Aqueles quarenta remos levaram o navio por sobre cento e cinquenta milhas do mar de Inverno antes do por do Sol do segundo dia a partir de Serd. Chegaram assim a um porto em Orrimi, na costa leste do grande territorio de Hosk, dado que estas galeras que fazem comercio no Mar Interior se mantem junto as costas e fundeiam durante a noite ao abrigo sempre que podem. Como ainda houvesse luz do dia, Gued foi a terra e vagueou pelas ruas ingremes da vila, sem destino e imerso nos seus pensamentos.

Orrimi e uma velha vila, pesadamente construida em pedra e tijolo, defendida por muralhas contra os senhores sem lei do interior da Ilha de Hosk. Os armazens das docas sao como fortes e as casas dos mercadores tem torres e sao fortificadas. Contudo, para Gued, ao caminhar sem destino ao longo das ruas, aquelas poderosas mansoes mais lhe pareciam veus, atras dos quais se estendesse uma escuridao vazia. E as pessoas que passavam junto dele, entregues aos seus afazeres, nao lhe pareciam seres humanos reais, mas apenas sombras de homens, sem voz. Com o por do Sol, regressou aos embarcadouros e, mesmo ai, na forte luz avermelhada e sob o vento do final do dia, mar e terra lhe pareceram igualmente esbatidos e silenciosos.

— Para onde vais, Senhor Feiticeiro?

Foi assim que alguem o saudou subitamente, atras dele. Voltando-se, viu um homem vestido de cinzento que trazia um bordao de uma madeira pesada, mas que nao era um bordao de feiticeiro. O rosto do estranho estava oculto da luz vermelha pelo capuz, porem Gued sentiu os olhos invisiveis cruzarem-se com os seus. Recuando em sobressalto, ergueu o seu proprio bordao de teixo entre ambos.

Suavemente, o homem perguntou:

— O que temes?

— O que segue atras de mim.

— Seja. Mas eu nao sou a tua sombra.

Gued permaneceu silencioso. Sabia que, na verdade, aquele homem, fosse ele quem fosse, nao era o que temia. Nao era sombra, nem fantasma, nem criatura gebbeth. No meio do seco silencio e da sombra que viera sobre o mundo, mantinha inclusive uma voz e alguma solidez. E entao deitou o capuz para tras. Tinha uma cabeca estranha, calva e com costuras, um rosto vincado de rugas. Embora a idade nao tivesse transparecido na sua voz, tinha o aspecto de um velho.
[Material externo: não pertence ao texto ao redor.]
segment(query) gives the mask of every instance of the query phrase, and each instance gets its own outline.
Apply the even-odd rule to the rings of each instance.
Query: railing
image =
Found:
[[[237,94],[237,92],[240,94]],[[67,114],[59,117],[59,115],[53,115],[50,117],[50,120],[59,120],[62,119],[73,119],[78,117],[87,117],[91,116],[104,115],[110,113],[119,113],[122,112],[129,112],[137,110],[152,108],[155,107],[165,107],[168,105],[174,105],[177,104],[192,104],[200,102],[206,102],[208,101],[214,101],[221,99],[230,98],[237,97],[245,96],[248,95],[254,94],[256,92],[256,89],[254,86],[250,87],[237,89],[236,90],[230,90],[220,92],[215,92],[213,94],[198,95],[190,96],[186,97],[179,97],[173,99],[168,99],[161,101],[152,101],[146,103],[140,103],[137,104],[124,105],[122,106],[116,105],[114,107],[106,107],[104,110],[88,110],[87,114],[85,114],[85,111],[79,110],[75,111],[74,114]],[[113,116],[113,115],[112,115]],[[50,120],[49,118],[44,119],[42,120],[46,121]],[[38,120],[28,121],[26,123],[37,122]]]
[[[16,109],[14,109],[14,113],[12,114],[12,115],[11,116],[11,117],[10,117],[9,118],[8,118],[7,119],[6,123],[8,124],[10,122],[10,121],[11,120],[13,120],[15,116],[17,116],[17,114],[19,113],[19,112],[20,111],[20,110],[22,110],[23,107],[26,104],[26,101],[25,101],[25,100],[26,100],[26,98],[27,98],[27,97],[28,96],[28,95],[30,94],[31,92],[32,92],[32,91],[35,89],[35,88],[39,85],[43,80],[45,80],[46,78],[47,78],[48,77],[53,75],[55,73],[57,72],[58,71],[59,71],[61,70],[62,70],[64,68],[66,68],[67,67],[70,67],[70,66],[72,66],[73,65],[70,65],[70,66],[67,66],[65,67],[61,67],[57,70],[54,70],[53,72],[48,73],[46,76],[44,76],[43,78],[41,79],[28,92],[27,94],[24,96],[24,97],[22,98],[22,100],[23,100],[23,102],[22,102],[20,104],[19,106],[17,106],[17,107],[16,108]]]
— Nao te conheco — disse o homem de cinzento — e, no entanto, julgo que talvez nao nos tenhamos encontrado por acaso. Ouvi em tempos a historia de um jovem, um homem com cicatrizes no rosto, que pela treva veio a alcancar grande dominio, mesmo a realeza. Nao sei se sera essa a tua historia. Mas dir-te-ei o seguinte: se precisas de uma espada com que combater sombras, vai ate a Corte da Terrenon. Um bordao de teixo nao chega para o que necessitas.

Enquanto escutava, a esperanca e a desconfianca lutavam no espirito de Gued. Um homem versado em feiticaria em breve aprende que, na verdade, muito poucos dos seus encontros sao por acaso, seja isso para bem ou para mal.

— Em que ilha fica a Corte da Terrenon?

— Em Osskil.

Ao ouvir aquele nome, e por um artificio da memoria, Gued viu por um momento um corvo negro sobre erva verde, um corvo que o olhava de lado com um olho que era como uma pedra polida e que falava. Mas as palavras estavam esquecidas.

— Ha algo de tenebroso no nome dessa terra — disse Gued, sempre olhando o homem de cinzento, tentando ajuizar que tipo de homem seria. Tinha uns certos modos que deixavam suspeitar que fosse bruxo, talvez ate feiticeiro. E, no entanto, apesar de falar atrevidamente com Gued, havia nele um estranho aspecto de pessoa vencida, quase o aspecto de um doente, ou de um prisioneiro, ou de um escravo.

— Tu es de Roke — foi a resposta dele. — Os feiticeiros de Roke dao um mau nome a escolas de feiticaria que nao sejam a sua.

— Que homem es tu?

— Um viajante. Um agente de comercio de Osskil. Estou aqui em negocios — disse o homem de cinzento. E como Gued nada mais lhe perguntasse, desejou calmamente boa noite ao jovem e foi-se, subindo a estreita rua com degraus, acima do cais.

Gued voltou-se, inseguro se devia atender aquele sinal ou nao, e olhou para norte. A luz vermelha estava a desaparecer rapidamente das colinas e do mar encapelado pelo vento. Chegava o lusco-fusco cinzento e, nos seus calcanhares, a noite.

Levado por subita decisao, Gued apressou os passos ao longo do cais ate junto de um pescador que dobrava as redes para dentro do seu bote e perguntou-lhe:

— Sabes de algum barco neste porto que esteja de partida para norte, para Semel ou para as Enlades?